Die Laune der Konsumenten im Euroraum ist im September unerwartet stark abgerutscht und liegt nun auf dem niedrigsten je gemessenen Niveau. Das von der EU-Kommission ermittelte Verbrauchervertrauen sank laut Vorabschätzung um 3,8 auf −28,8 Punkte. Ökonomen hatten zwar einen Rückgang erwartet, aber nur auf −25,5 Zähler. Nachdem das Barometer im Juli auf ein Rekordtief gefallen war, hatte es sich im August leicht erholt. Auch in der EU insgesamt rutschte das Verbrauchervertrauen weiter ab – und zwar um 3,5 auf −29,9 Punkte. Dies ist ebenfalls der niedrigste Stand aller Zeiten, wie die EU-Kommission am Donnerstag mitteilte.

Den Verbrauchern verdirbt insbesondere die rekordhohe Inflation die Lust am Konsum. Aber auch die Sorgen um Sicherheit und Kosten der Energieversorgung in den kommenden Monaten zeigen sich in den Ergebnissen jüngster Stimmungsumfragen deutlich. Noch keinen Niederschlag gefunden haben dürfte hingegen die am Mittwoch verfügte Teilmobilmachung in Russland, auch wenn die EU-Kommission die Daten zwischen dem 1. und 21. September erhoben hat.

Im zweiten Quartal noch hatten insbesondere hohe Konsumausgaben für kontaktintensive Dienstleistungen nach dem Ende der coronabedingten Restriktionen der Euro-Wirtschaft ein Wachstum von 0,8% im Quartalsvergleich beschert. In den Sommermonaten, so erklärt die Europäische Zentralbank (EZB) in ihrem ebenfalls am Donnerstag vorgelegten Wirtschaftsbericht, nahm die Reisetätigkeit zu, wodurch das Wirtschaftswachstum im dritten Quartal gestützt wurde. Gemäß den Erwartungen des EZB-Rats dürfte sich das Tempo „ im weiteren Jahresverlauf erheblich verlangsamen“, hieß es weiter.

Vier Gründe für Tempoverlust

Vier Gründe benennt die Notenbank: Erstens dämpfe die hohe Inflation Ausgaben und Produktion in der Gesamtwirtschaft. Verstärkt würden diese Bremsfaktoren durch Störungen in der Gasversorgung. Zweitens verliere die mit dem Wiederhochfahren der Wirtschaft eingetretene kräftige Nachfrageerholung bei den Dienstleistungen in den kommenden Monaten an Schwung. Drittens schwänden die Impulse für die Euro-Wirtschaft, da sich die globale Nachfrage auch angesichts der strafferen Geldpolitik vieler großer Volkswirtschaften abschwäche. Und viertens sei die „Unsicherheit nach wie vor hoch, und das Vertrauen sinkt rapide“, schreiben die EZB-Experten. Dies zeigt sich auch in Frankreich in dem von Insee erhobenen Wirtschaftsvertrauen für September, das am kräftigsten im Einzel- und Großhandel sank. Der Gesamtindikator ging um 2 auf 102 Punkte zurück.
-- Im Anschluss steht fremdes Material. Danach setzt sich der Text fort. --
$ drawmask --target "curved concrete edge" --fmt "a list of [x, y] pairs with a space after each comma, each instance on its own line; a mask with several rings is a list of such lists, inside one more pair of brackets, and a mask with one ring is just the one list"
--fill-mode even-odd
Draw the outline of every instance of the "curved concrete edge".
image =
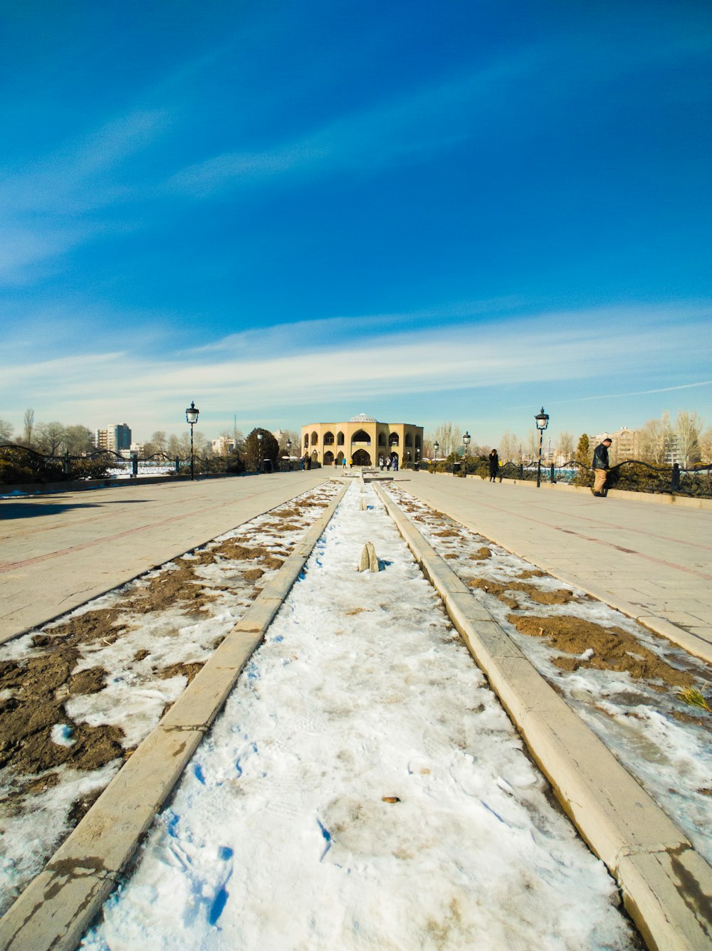
[[[434, 473], [435, 476], [449, 476], [450, 473]], [[481, 476], [470, 475], [465, 478], [482, 478]], [[483, 479], [483, 481], [485, 481]], [[516, 485], [525, 489], [536, 489], [536, 482], [531, 479], [502, 478], [499, 482], [505, 485]], [[591, 490], [587, 485], [570, 485], [568, 482], [542, 482], [541, 489], [548, 492], [578, 492], [590, 495]], [[630, 489], [608, 489], [607, 498], [625, 498], [628, 502], [645, 502], [651, 505], [675, 505], [679, 509], [702, 509], [712, 512], [712, 498], [700, 498], [697, 495], [673, 495], [655, 492], [631, 492]]]
[[262, 642], [350, 484], [305, 533], [158, 727], [0, 919], [3, 951], [77, 947]]
[[[248, 475], [252, 476], [254, 474], [253, 473], [249, 473]], [[222, 477], [222, 476], [221, 476], [221, 477]], [[225, 478], [241, 478], [242, 476], [226, 476], [224, 477]], [[190, 479], [181, 478], [178, 481], [174, 480], [175, 484], [178, 484], [178, 482], [185, 482], [185, 481], [190, 481]], [[324, 479], [324, 481], [326, 481], [326, 479]], [[134, 482], [133, 484], [135, 485], [136, 483]], [[319, 484], [322, 484], [322, 483], [319, 483]], [[245, 517], [243, 518], [243, 520], [241, 522], [238, 522], [237, 524], [232, 525], [229, 529], [225, 529], [225, 532], [230, 532], [230, 531], [233, 531], [234, 529], [240, 528], [245, 522], [249, 522], [253, 518], [258, 518], [260, 515], [266, 514], [268, 512], [272, 512], [273, 509], [277, 509], [280, 505], [286, 505], [287, 502], [294, 501], [294, 499], [298, 498], [299, 495], [302, 495], [304, 494], [304, 492], [307, 492], [307, 491], [309, 491], [309, 490], [301, 489], [295, 495], [290, 495], [288, 498], [285, 498], [285, 499], [283, 499], [283, 500], [281, 500], [279, 502], [275, 503], [271, 507], [264, 509], [264, 511], [255, 512], [252, 514], [246, 514]], [[224, 533], [221, 533], [221, 534], [223, 534]], [[87, 597], [86, 600], [84, 600], [84, 601], [78, 601], [76, 604], [71, 604], [69, 607], [65, 607], [58, 614], [53, 614], [50, 617], [43, 618], [43, 620], [38, 621], [36, 624], [32, 624], [29, 628], [23, 628], [21, 631], [9, 631], [7, 633], [0, 633], [0, 645], [7, 644], [8, 641], [13, 641], [17, 637], [24, 637], [26, 634], [30, 633], [32, 631], [38, 631], [40, 628], [44, 628], [46, 624], [52, 624], [54, 621], [58, 621], [60, 618], [65, 617], [67, 614], [71, 613], [71, 611], [77, 611], [79, 608], [84, 607], [84, 605], [88, 604], [90, 601], [95, 601], [97, 598], [103, 597], [105, 594], [108, 594], [109, 592], [115, 591], [117, 588], [121, 588], [124, 585], [130, 585], [131, 582], [137, 581], [139, 578], [144, 577], [144, 575], [147, 574], [149, 572], [155, 572], [157, 568], [160, 568], [162, 565], [164, 565], [166, 562], [173, 561], [175, 558], [182, 558], [184, 554], [187, 554], [189, 552], [195, 552], [196, 549], [202, 548], [204, 545], [207, 545], [209, 542], [213, 541], [213, 539], [215, 537], [216, 537], [215, 535], [210, 535], [207, 538], [202, 538], [200, 541], [197, 541], [195, 544], [191, 545], [190, 548], [183, 549], [183, 548], [180, 548], [179, 547], [179, 548], [174, 549], [173, 551], [169, 551], [169, 552], [166, 553], [165, 557], [163, 558], [157, 564], [151, 565], [150, 568], [143, 568], [138, 573], [138, 574], [129, 575], [128, 577], [125, 577], [125, 578], [123, 578], [120, 581], [114, 581], [113, 583], [107, 584], [107, 586], [106, 588], [102, 588], [102, 589], [99, 589], [98, 591], [94, 591], [91, 593], [91, 595], [89, 597]]]
[[[438, 473], [437, 475], [441, 474]], [[468, 478], [470, 476], [468, 476]], [[630, 493], [630, 495], [635, 495], [639, 494]], [[460, 518], [458, 518], [457, 515], [448, 512], [447, 505], [442, 507], [442, 511], [450, 518], [454, 519], [456, 522], [460, 522]], [[473, 532], [477, 532], [477, 529], [473, 525], [471, 524], [468, 527]], [[661, 637], [664, 637], [672, 644], [676, 644], [678, 647], [683, 648], [689, 653], [694, 654], [696, 657], [700, 657], [701, 660], [706, 661], [707, 664], [712, 664], [712, 642], [706, 640], [704, 637], [699, 636], [692, 631], [686, 631], [684, 628], [681, 628], [677, 624], [673, 624], [672, 621], [668, 621], [666, 617], [660, 617], [657, 614], [651, 614], [649, 610], [644, 610], [640, 605], [632, 604], [629, 601], [625, 601], [624, 598], [614, 597], [609, 592], [606, 592], [603, 588], [587, 584], [579, 577], [571, 577], [565, 572], [560, 571], [557, 567], [550, 565], [546, 558], [540, 558], [539, 560], [534, 561], [530, 553], [521, 552], [516, 547], [512, 548], [510, 541], [505, 542], [499, 538], [492, 537], [491, 535], [487, 535], [487, 537], [491, 542], [492, 542], [492, 544], [499, 545], [500, 548], [505, 549], [505, 551], [510, 552], [512, 554], [516, 554], [520, 558], [524, 558], [525, 561], [529, 561], [532, 565], [536, 565], [537, 568], [541, 568], [542, 571], [548, 572], [553, 577], [558, 578], [559, 581], [563, 581], [564, 584], [586, 592], [587, 594], [590, 594], [590, 596], [595, 598], [597, 601], [603, 601], [604, 604], [607, 604], [610, 608], [615, 608], [616, 611], [620, 611], [622, 614], [631, 617], [634, 621], [642, 624], [645, 628], [648, 628], [654, 633], [660, 634]]]
[[712, 868], [393, 499], [378, 488], [376, 493], [557, 799], [618, 882], [647, 946], [708, 951]]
Für das laufende Jahr wird gemäß den im September vorgelegten Projektionen ein Wachstum von 3,1% erwartet. 2023 dürfte es sich deutlich auf 0,9% verlangsamen und 2024 wieder auf 1,9% anziehen. Die Inflationsrate dürfte hingegen mit dem deutlich nachlassenden Preisauftrieb bei Energie und Nahrungsmitteln von durchschnittlich 8,1% im Jahr 2022 auf 5,5% im Jahr 2023 und 2,3% im Jahr 2024 zurückgehen. Im August hatte die Jahresteuerungsrate auf 9,1% angezogen. In den kommenden Monaten könnten es auch zweistellige Raten werden.